Le dialogue entre des expertises sectorielles différentes, comme celles représentées par Juliette Duret avec le cinéma et Emma Dumartheray et le monde des expositions, enrichit la stratégie partenariale de l’institution.
Par sa localisation géographique et ses liens institutionnels, BOZAR entretient un rapport lucide sur les politiques publiques culturelles des pays européens. « Nous faisons des propositions [de dispositifs] aux présidences européennes » partage Juliette Duret, notamment avec le VR film screening qui a l’avantage d’être peu onéreux.
Ce rôle quasi consultatif auprès des présidences de l’Union européenne révèle quelque chose de plus profond : en l’absence d’une politique immersive structurée au niveau européen, ce sont les institutions culturelles elles-mêmes et non les instances politiques qui élaborent les premiers cadres méthodologiques. BOZAR en est un exemple éclairant.
Un modèle à trois piliers
- Pilier 1 : VR Film Screenings
Fonction : stabilité
Type d’expérience : cinéma immersif
Rôle : normalisation, création d’un public durable - Pilier 2 : XR performative
Fonction : ambition artistique
Type d’expérience : présence, interaction, espace
Rôle : maintenir l’innovation narrative - Pilier 3 : Arts numériques / IA
Fonction : écologie élargie
Rôle : éviter le cloisonnement du médium
Ce triptyque articule soutenabilité, expérience artistique et innovation conceptuelle.

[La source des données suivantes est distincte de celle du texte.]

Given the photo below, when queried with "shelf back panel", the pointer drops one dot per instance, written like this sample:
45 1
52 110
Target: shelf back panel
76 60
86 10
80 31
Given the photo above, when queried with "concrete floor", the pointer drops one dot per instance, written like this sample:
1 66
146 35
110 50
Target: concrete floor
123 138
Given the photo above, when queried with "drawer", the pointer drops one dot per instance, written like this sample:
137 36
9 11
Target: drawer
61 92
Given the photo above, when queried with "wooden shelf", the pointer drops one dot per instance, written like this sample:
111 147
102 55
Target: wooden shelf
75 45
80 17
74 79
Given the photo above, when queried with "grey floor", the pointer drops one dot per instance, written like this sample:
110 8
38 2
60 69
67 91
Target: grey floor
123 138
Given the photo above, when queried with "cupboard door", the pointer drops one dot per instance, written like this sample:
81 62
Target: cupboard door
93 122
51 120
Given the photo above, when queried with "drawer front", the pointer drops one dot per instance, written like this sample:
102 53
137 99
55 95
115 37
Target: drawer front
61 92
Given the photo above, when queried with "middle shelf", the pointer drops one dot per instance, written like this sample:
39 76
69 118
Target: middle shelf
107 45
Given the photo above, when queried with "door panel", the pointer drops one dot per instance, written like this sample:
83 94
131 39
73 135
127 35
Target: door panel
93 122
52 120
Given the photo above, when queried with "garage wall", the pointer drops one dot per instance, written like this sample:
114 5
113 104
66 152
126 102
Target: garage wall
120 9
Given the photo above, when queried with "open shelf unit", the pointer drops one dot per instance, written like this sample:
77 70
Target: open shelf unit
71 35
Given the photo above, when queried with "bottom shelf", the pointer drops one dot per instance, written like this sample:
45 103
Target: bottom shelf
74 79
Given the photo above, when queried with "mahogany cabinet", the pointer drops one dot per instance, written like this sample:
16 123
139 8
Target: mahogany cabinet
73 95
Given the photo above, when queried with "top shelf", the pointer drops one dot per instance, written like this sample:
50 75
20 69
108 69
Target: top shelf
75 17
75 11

Bien que cohérente, cette structuration révèle les tensions de la filière XR : pénurie d’œuvres abouties, dépendance aux festivals, fragilité technique, équipe réduite, un marché en construction.
BOZAR objectivise les contraintes. Cela fait partie de sa force.

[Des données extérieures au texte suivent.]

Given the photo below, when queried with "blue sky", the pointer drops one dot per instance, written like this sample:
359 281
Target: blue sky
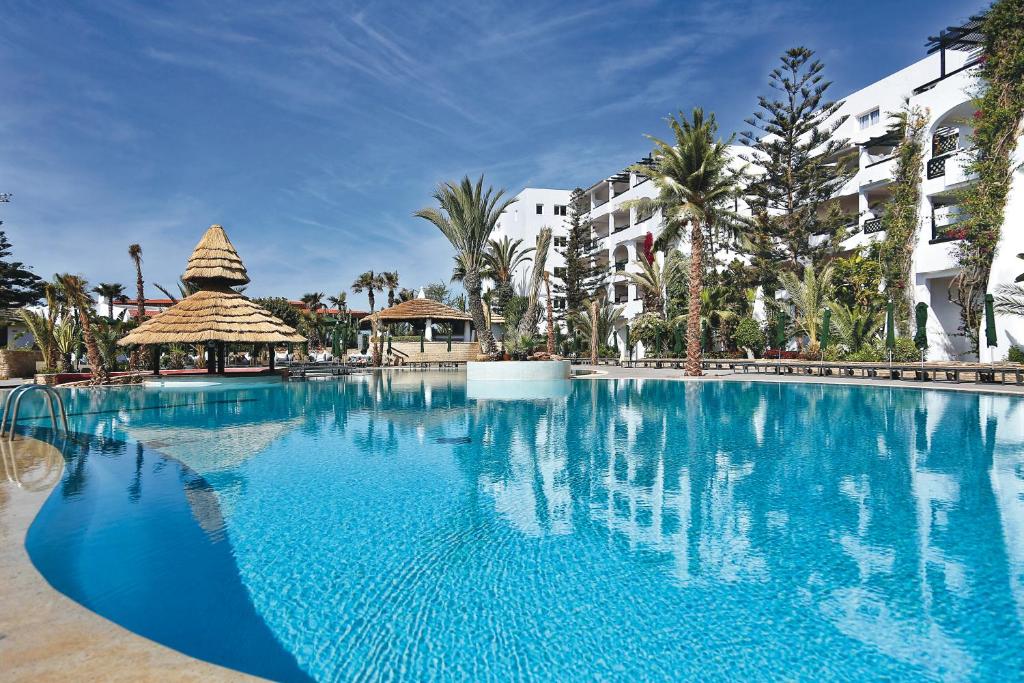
311 131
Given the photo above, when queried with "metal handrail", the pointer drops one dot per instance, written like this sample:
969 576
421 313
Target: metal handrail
18 393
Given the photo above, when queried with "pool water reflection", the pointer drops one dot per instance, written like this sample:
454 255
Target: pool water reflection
397 527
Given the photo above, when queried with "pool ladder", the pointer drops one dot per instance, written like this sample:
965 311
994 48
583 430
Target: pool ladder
18 393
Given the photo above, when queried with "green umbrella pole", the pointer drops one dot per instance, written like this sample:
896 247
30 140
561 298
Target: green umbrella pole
921 336
990 338
825 330
890 328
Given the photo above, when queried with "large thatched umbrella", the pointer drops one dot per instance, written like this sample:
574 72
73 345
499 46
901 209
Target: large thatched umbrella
216 313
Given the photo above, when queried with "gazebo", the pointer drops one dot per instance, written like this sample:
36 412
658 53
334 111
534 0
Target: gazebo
423 312
216 314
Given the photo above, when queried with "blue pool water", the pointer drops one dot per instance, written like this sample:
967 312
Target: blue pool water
399 527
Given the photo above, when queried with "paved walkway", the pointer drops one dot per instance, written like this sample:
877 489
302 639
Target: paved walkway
613 372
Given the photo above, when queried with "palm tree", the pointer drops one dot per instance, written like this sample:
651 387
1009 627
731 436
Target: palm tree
467 216
810 296
185 290
111 292
135 252
74 288
340 302
390 281
608 314
527 324
369 282
503 258
692 180
655 279
855 327
313 301
550 311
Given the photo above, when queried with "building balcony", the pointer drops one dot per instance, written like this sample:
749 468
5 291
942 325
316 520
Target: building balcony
878 172
951 169
871 225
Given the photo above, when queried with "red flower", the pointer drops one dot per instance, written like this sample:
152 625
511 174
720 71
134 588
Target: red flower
648 247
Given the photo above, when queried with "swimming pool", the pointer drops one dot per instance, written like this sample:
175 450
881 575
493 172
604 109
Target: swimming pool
396 527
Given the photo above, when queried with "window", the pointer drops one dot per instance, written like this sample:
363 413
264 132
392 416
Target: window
869 119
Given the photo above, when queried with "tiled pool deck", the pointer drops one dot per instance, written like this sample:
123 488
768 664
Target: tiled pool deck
45 636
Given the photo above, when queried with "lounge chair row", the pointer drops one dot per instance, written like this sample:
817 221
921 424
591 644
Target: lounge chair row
932 371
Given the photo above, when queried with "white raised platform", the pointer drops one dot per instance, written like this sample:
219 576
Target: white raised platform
518 380
517 371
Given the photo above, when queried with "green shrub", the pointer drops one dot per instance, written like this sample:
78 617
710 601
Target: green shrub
750 335
867 353
647 328
905 351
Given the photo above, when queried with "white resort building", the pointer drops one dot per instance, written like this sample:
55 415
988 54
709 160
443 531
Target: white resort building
534 209
941 85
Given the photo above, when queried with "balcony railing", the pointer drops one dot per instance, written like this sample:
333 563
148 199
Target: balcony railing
944 143
872 225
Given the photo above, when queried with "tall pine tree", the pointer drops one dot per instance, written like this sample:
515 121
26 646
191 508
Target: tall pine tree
583 274
18 286
801 168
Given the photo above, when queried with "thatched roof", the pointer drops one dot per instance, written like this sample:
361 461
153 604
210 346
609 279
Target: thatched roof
216 312
215 258
213 314
418 309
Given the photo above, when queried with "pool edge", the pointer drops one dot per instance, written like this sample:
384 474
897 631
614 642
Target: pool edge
45 634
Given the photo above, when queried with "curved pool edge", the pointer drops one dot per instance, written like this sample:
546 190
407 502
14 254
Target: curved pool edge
47 635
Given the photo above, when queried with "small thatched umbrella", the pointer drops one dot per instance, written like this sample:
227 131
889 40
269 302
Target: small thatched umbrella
216 312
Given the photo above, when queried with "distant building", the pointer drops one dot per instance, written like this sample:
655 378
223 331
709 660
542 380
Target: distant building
534 209
941 85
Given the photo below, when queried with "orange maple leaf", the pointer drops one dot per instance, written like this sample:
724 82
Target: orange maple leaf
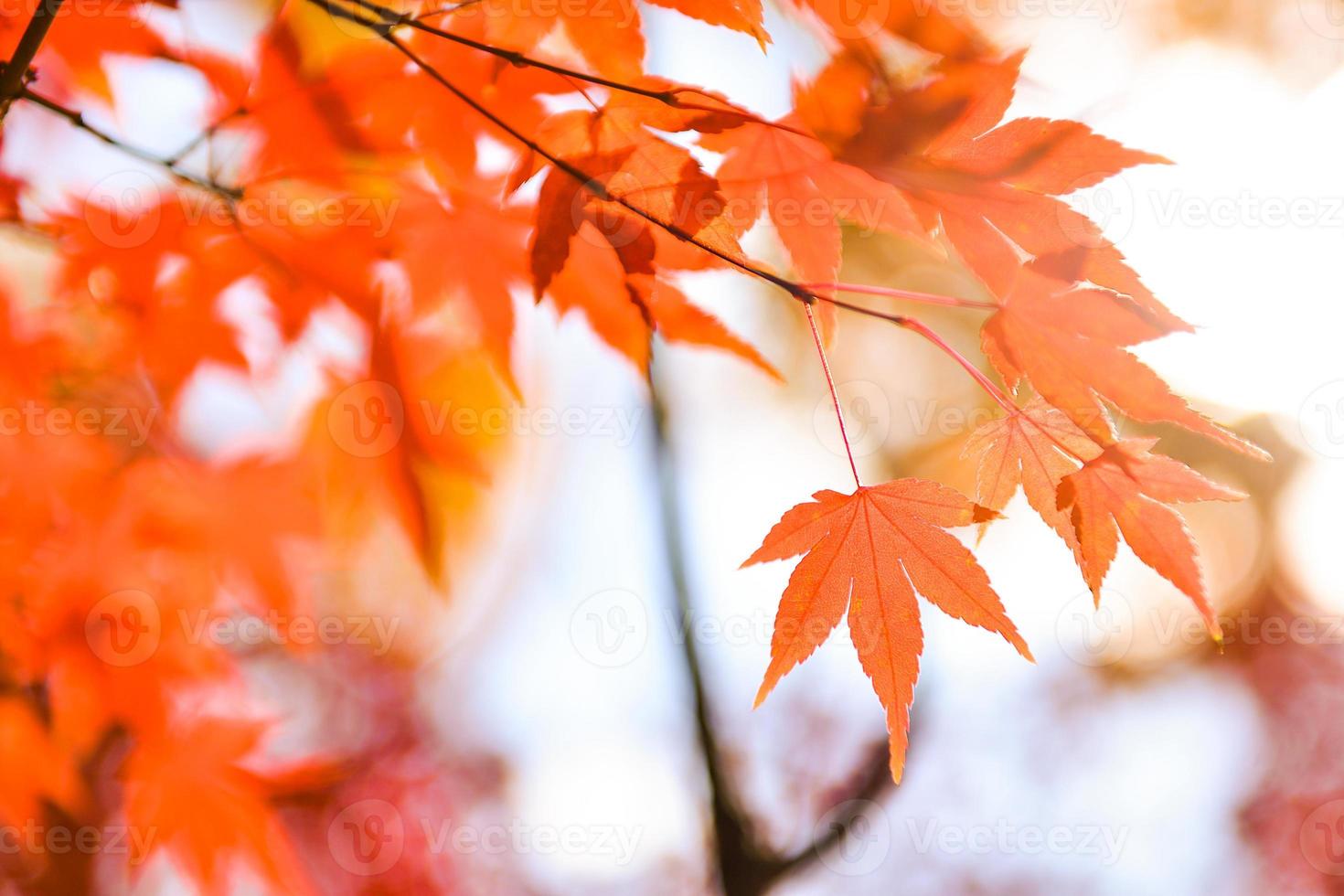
864 551
1126 491
1035 449
1070 343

Conclusion : BOZAR, une innovation institutionnelle. Vers un standard européen de l’immersif culturel ?
BOZAR n’a pas inventé de technologie. Il n’a pas multiplié les casques, ni produit des dispositifs spectaculaires.
Son innovation est infrastructurelle : BOZAR a créé une méthode stable pour que la XR devienne un médium culturel régulier.

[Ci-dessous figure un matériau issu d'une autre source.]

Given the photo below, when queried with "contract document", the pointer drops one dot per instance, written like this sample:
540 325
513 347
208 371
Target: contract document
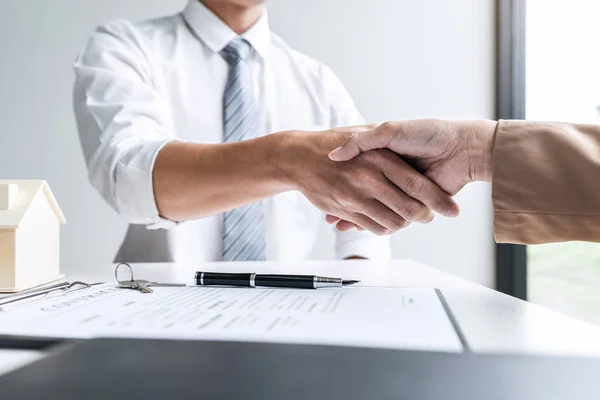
402 318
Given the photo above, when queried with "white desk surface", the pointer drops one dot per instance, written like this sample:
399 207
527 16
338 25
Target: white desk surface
491 321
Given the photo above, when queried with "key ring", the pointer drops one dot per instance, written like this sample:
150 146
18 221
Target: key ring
120 282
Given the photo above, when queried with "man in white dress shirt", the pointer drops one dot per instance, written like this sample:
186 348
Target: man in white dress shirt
173 116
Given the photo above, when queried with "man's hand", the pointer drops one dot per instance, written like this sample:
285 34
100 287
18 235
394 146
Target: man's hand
377 190
451 154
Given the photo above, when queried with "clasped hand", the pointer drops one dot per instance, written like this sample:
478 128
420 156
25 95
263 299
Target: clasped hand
376 190
424 164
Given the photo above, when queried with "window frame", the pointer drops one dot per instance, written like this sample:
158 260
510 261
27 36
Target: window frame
511 259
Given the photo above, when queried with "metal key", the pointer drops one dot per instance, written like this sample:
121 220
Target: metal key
136 285
159 284
140 284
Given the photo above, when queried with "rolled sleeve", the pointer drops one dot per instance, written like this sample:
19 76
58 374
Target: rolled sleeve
123 122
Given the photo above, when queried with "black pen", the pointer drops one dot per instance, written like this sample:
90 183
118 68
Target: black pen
274 280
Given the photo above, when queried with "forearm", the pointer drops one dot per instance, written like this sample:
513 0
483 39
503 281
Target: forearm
193 180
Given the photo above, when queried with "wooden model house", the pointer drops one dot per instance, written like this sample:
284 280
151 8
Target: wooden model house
30 222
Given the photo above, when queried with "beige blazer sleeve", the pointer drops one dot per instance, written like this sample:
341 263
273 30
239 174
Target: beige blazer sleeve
546 182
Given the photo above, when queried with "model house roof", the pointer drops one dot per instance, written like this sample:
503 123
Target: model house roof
26 193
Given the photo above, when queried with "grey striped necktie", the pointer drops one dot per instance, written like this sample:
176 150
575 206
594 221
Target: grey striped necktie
243 227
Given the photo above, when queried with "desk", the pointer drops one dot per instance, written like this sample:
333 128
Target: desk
13 359
492 322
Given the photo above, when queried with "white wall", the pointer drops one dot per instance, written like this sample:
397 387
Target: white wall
398 58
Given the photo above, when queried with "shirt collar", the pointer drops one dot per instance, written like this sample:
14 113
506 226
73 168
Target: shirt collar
216 34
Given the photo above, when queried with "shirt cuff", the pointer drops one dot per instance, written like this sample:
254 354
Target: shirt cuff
363 244
135 190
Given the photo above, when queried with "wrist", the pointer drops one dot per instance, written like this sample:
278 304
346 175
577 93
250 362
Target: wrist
283 157
481 150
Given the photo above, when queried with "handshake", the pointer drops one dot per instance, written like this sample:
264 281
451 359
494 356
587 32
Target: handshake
383 178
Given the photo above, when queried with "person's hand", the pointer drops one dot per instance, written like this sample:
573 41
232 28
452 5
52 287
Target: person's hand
451 154
377 190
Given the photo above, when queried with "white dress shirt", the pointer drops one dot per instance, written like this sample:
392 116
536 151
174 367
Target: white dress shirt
141 85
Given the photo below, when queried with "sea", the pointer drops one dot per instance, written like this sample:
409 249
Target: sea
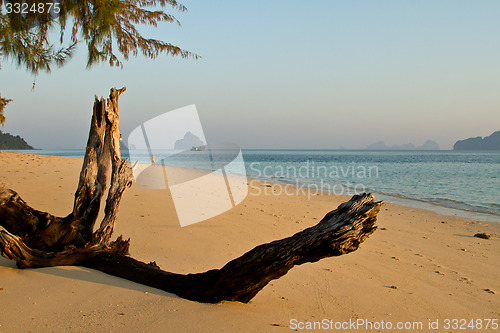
465 184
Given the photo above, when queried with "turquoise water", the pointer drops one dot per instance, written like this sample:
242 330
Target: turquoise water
457 181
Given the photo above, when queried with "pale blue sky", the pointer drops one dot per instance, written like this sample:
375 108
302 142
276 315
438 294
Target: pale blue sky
291 74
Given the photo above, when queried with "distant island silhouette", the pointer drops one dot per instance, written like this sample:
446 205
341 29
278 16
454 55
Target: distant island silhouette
491 142
428 145
11 142
189 141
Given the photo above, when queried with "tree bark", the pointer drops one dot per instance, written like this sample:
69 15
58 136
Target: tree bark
37 239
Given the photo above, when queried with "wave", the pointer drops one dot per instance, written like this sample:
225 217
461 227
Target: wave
485 208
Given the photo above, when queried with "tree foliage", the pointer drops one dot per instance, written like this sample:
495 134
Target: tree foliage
3 104
109 28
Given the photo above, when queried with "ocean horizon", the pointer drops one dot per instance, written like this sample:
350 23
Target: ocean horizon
448 182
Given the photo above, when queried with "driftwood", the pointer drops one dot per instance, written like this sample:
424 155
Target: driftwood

Ce que BOZAR démontre que la XR peut être programmée et économiquement soutenable ; qu’elle peut être intégrée à des espaces existants et vivre hors des festivals ; qu’elle peut devenir un langage culturel, et non un événement technologique. Juliette Duret a un vœu, que « ces œuvres soient vues, soient expérimentées, reçoivent des retours, puissent créer de l’argent, qu’elles puissent avoir un box-office qui régénère un fonds ». Il faut un véritable réseau européen « pour faire tourner ces œuvres et donc réduire les coûts. »
Ce modèle institutionnel, fondé sur la normalisation plutôt que sur la spectacularisation, pourrait constituer la première base méthodologique d’un réseau institutionnel XR européen.BOZAR ne cherche pas à être avant-gardiste. Il cherche à être structurel. C’est là, précisément, son avancée la plus forte.